Re: Welcome back! [September 2014 reboot]

Fri Feb 26, 2016 9:56 pm

GSlob wrote:And today something similar had happened again, the site was temporarily unavailable. Were it up to me, I would bar the external search engines. It is not like we are getting a stream of new members from their google- or other searches.

No stream-punks?

Re: Welcome back! [September 2014 reboot]

Mon May 02, 2016 12:44 pm

After some research into the inner workings of the phpBB software (which powers DarwinCentral and a huge number of other internet forums), I found something unexpected.

As you may recall, for a while now we've been having problems with high CPU demand, the forum has been auto-offlining itself when CPU hits a certain max level, and since search-bots seemed to be a bunch of the load, we turned most of them (other than Google) off in the Admin Control Panel.

Still, things have been running at high CPU for a while, getting really bad a few days ago until I did some digging and found what was really going on. It counter-intuitive, and I wonder how many other phpBB admins aren't aware of this (and doing the wrong thing).

Here's the bot page from the Admin Control Panel:
AdminBotPage.PNG

See that "Deactivate" option on each bot? Gee, you'd think that would disable that bot from visiting your site and using forum resources, right? What I found is that a) no it doesn't, and b) deactivating a bot entry actually puts *more* load on the forum. ](*,)

Nerdy explanation: Every request to the forum is tracked in a "session", and sessions are managed in the phpbb3_sessions database table. If you're logged in as a member, all of your activity over a long period (several hours) is handled by a single long-lived session record.

But forum requests by non-logged-in users generate a fresh session for every single web "hit" -- if they look at 20 threads even over just a minute or two, that generates 20 session records in the forum database (each of which is assigned to user_id "1", which is the "anonymous" user record).

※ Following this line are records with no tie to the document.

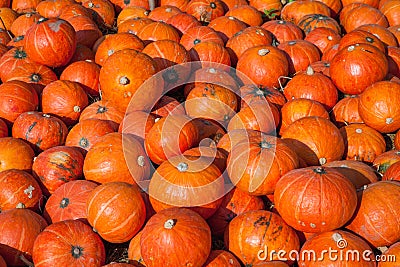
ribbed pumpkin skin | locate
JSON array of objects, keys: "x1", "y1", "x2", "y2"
[
  {"x1": 346, "y1": 181, "x2": 400, "y2": 247},
  {"x1": 0, "y1": 169, "x2": 43, "y2": 212},
  {"x1": 282, "y1": 116, "x2": 344, "y2": 166},
  {"x1": 227, "y1": 136, "x2": 299, "y2": 196},
  {"x1": 148, "y1": 156, "x2": 224, "y2": 219},
  {"x1": 329, "y1": 44, "x2": 389, "y2": 95},
  {"x1": 140, "y1": 208, "x2": 211, "y2": 267},
  {"x1": 32, "y1": 146, "x2": 83, "y2": 195},
  {"x1": 83, "y1": 133, "x2": 150, "y2": 184},
  {"x1": 358, "y1": 81, "x2": 400, "y2": 133},
  {"x1": 207, "y1": 188, "x2": 265, "y2": 236},
  {"x1": 0, "y1": 208, "x2": 47, "y2": 266},
  {"x1": 86, "y1": 182, "x2": 146, "y2": 243},
  {"x1": 274, "y1": 167, "x2": 357, "y2": 233},
  {"x1": 24, "y1": 18, "x2": 76, "y2": 67},
  {"x1": 44, "y1": 180, "x2": 98, "y2": 223},
  {"x1": 32, "y1": 220, "x2": 106, "y2": 267},
  {"x1": 12, "y1": 111, "x2": 68, "y2": 151},
  {"x1": 224, "y1": 210, "x2": 300, "y2": 266},
  {"x1": 299, "y1": 230, "x2": 376, "y2": 267}
]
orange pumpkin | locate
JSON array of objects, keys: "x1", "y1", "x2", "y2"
[
  {"x1": 86, "y1": 182, "x2": 146, "y2": 243},
  {"x1": 274, "y1": 167, "x2": 357, "y2": 233}
]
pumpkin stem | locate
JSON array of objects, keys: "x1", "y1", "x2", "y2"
[
  {"x1": 176, "y1": 162, "x2": 189, "y2": 172},
  {"x1": 164, "y1": 219, "x2": 176, "y2": 229},
  {"x1": 258, "y1": 48, "x2": 270, "y2": 57}
]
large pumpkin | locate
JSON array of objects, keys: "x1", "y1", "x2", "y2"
[
  {"x1": 32, "y1": 146, "x2": 83, "y2": 195},
  {"x1": 32, "y1": 220, "x2": 106, "y2": 267},
  {"x1": 0, "y1": 208, "x2": 47, "y2": 266},
  {"x1": 0, "y1": 172, "x2": 43, "y2": 212},
  {"x1": 225, "y1": 210, "x2": 300, "y2": 266},
  {"x1": 282, "y1": 116, "x2": 344, "y2": 165},
  {"x1": 12, "y1": 111, "x2": 68, "y2": 151},
  {"x1": 86, "y1": 182, "x2": 146, "y2": 243},
  {"x1": 43, "y1": 180, "x2": 98, "y2": 223},
  {"x1": 274, "y1": 167, "x2": 357, "y2": 233},
  {"x1": 358, "y1": 81, "x2": 400, "y2": 133},
  {"x1": 99, "y1": 49, "x2": 163, "y2": 112},
  {"x1": 140, "y1": 208, "x2": 211, "y2": 267},
  {"x1": 346, "y1": 181, "x2": 400, "y2": 247},
  {"x1": 227, "y1": 136, "x2": 299, "y2": 196},
  {"x1": 24, "y1": 18, "x2": 76, "y2": 67},
  {"x1": 148, "y1": 156, "x2": 224, "y2": 219},
  {"x1": 83, "y1": 133, "x2": 150, "y2": 184}
]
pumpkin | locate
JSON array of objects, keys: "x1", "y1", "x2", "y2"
[
  {"x1": 82, "y1": 0, "x2": 115, "y2": 28},
  {"x1": 0, "y1": 172, "x2": 43, "y2": 212},
  {"x1": 148, "y1": 4, "x2": 182, "y2": 22},
  {"x1": 137, "y1": 21, "x2": 180, "y2": 45},
  {"x1": 185, "y1": 84, "x2": 238, "y2": 125},
  {"x1": 83, "y1": 133, "x2": 150, "y2": 184},
  {"x1": 99, "y1": 49, "x2": 163, "y2": 112},
  {"x1": 42, "y1": 80, "x2": 89, "y2": 126},
  {"x1": 279, "y1": 98, "x2": 329, "y2": 133},
  {"x1": 3, "y1": 61, "x2": 58, "y2": 97},
  {"x1": 299, "y1": 230, "x2": 376, "y2": 267},
  {"x1": 0, "y1": 208, "x2": 47, "y2": 266},
  {"x1": 184, "y1": 0, "x2": 225, "y2": 23},
  {"x1": 166, "y1": 12, "x2": 201, "y2": 36},
  {"x1": 0, "y1": 81, "x2": 39, "y2": 125},
  {"x1": 207, "y1": 188, "x2": 265, "y2": 236},
  {"x1": 226, "y1": 26, "x2": 273, "y2": 66},
  {"x1": 340, "y1": 124, "x2": 386, "y2": 163},
  {"x1": 12, "y1": 111, "x2": 68, "y2": 152},
  {"x1": 0, "y1": 137, "x2": 35, "y2": 172},
  {"x1": 281, "y1": 0, "x2": 331, "y2": 25},
  {"x1": 207, "y1": 16, "x2": 247, "y2": 43},
  {"x1": 204, "y1": 250, "x2": 241, "y2": 267},
  {"x1": 358, "y1": 81, "x2": 400, "y2": 133},
  {"x1": 382, "y1": 162, "x2": 400, "y2": 181},
  {"x1": 144, "y1": 115, "x2": 198, "y2": 164},
  {"x1": 346, "y1": 181, "x2": 400, "y2": 247},
  {"x1": 140, "y1": 208, "x2": 211, "y2": 267},
  {"x1": 32, "y1": 220, "x2": 106, "y2": 267},
  {"x1": 79, "y1": 100, "x2": 124, "y2": 130},
  {"x1": 43, "y1": 180, "x2": 98, "y2": 226},
  {"x1": 283, "y1": 66, "x2": 338, "y2": 111},
  {"x1": 0, "y1": 47, "x2": 32, "y2": 81},
  {"x1": 304, "y1": 27, "x2": 342, "y2": 55},
  {"x1": 278, "y1": 40, "x2": 321, "y2": 74},
  {"x1": 86, "y1": 182, "x2": 146, "y2": 243},
  {"x1": 329, "y1": 44, "x2": 389, "y2": 95},
  {"x1": 261, "y1": 20, "x2": 304, "y2": 43},
  {"x1": 224, "y1": 210, "x2": 300, "y2": 266},
  {"x1": 24, "y1": 18, "x2": 76, "y2": 67},
  {"x1": 281, "y1": 116, "x2": 345, "y2": 166},
  {"x1": 118, "y1": 111, "x2": 156, "y2": 144},
  {"x1": 60, "y1": 61, "x2": 100, "y2": 96},
  {"x1": 179, "y1": 26, "x2": 224, "y2": 51},
  {"x1": 297, "y1": 14, "x2": 341, "y2": 36},
  {"x1": 236, "y1": 45, "x2": 289, "y2": 88},
  {"x1": 331, "y1": 95, "x2": 363, "y2": 127},
  {"x1": 225, "y1": 5, "x2": 263, "y2": 27},
  {"x1": 32, "y1": 146, "x2": 83, "y2": 195},
  {"x1": 324, "y1": 160, "x2": 378, "y2": 190},
  {"x1": 227, "y1": 136, "x2": 299, "y2": 196},
  {"x1": 145, "y1": 156, "x2": 224, "y2": 220},
  {"x1": 95, "y1": 32, "x2": 144, "y2": 66},
  {"x1": 274, "y1": 166, "x2": 357, "y2": 233},
  {"x1": 228, "y1": 101, "x2": 280, "y2": 133},
  {"x1": 65, "y1": 119, "x2": 116, "y2": 152}
]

Here are the most recent records in the sessions table (I've truncated the session_ip_address column to protect privacy):
DC_Sessions.PNG

These session records (like all others) hang around the database for several hours until they expire of "old age". When there get to be too many of them, forum CPU goes up and response time goes down, because just about everything anyone does with the forum requires at least a search (and sometimes an insertion/cleanup) of the sessions table records, so the more records that have to be waded through, the longer that operation takes, and if forum hits are coming faster than sessions table operations can be completed, a traffic jam occurs and things just spiral out of control.

Here's a post of mine from last year describing the same problem, back when bad "forum cookie" settings were causing other issues along with a growth in the sessions table (because every page hit even by members looked like a new session): viewtopic.php?p=1198741#p1198741

This also explains why the server would go back to low CPU usage for a while after I rebooted it, which I often did when CPU usage was getting out of control. It worked, but I didn't understand exactly why until now -- when the forum software reboots, it clears the sessions table and starts fresh. However it wouldn't take long for the size to grow too large again (and CPU usage to rise), due to the following issue.

Long story short (yeah, I know, too late), what the 'bots" page actually does is help the forum software recognize multiple hits by a particular bot, so that it can consolidate all of its activity into a single re-usable session record (as if it were a pseudo-member of the forum) rather than generating a new session record for each of its many, many hits on the forum. It can do this because every hit on the forum contains information about what kind of browser is requesting the info (see the "session_browser" column in the above screenshot), which is normally used in web traffic to help an HTTP request know how best to format the resulting pageview depending upon what your browser can handle, but well-behaved bots use it to basically say "Hi I'm the Google bot [or whatever]" (see for example the second row in the above screenshot, that's the "AhrefsBot" visiting which also announces it's compatible with a Mozilla browser).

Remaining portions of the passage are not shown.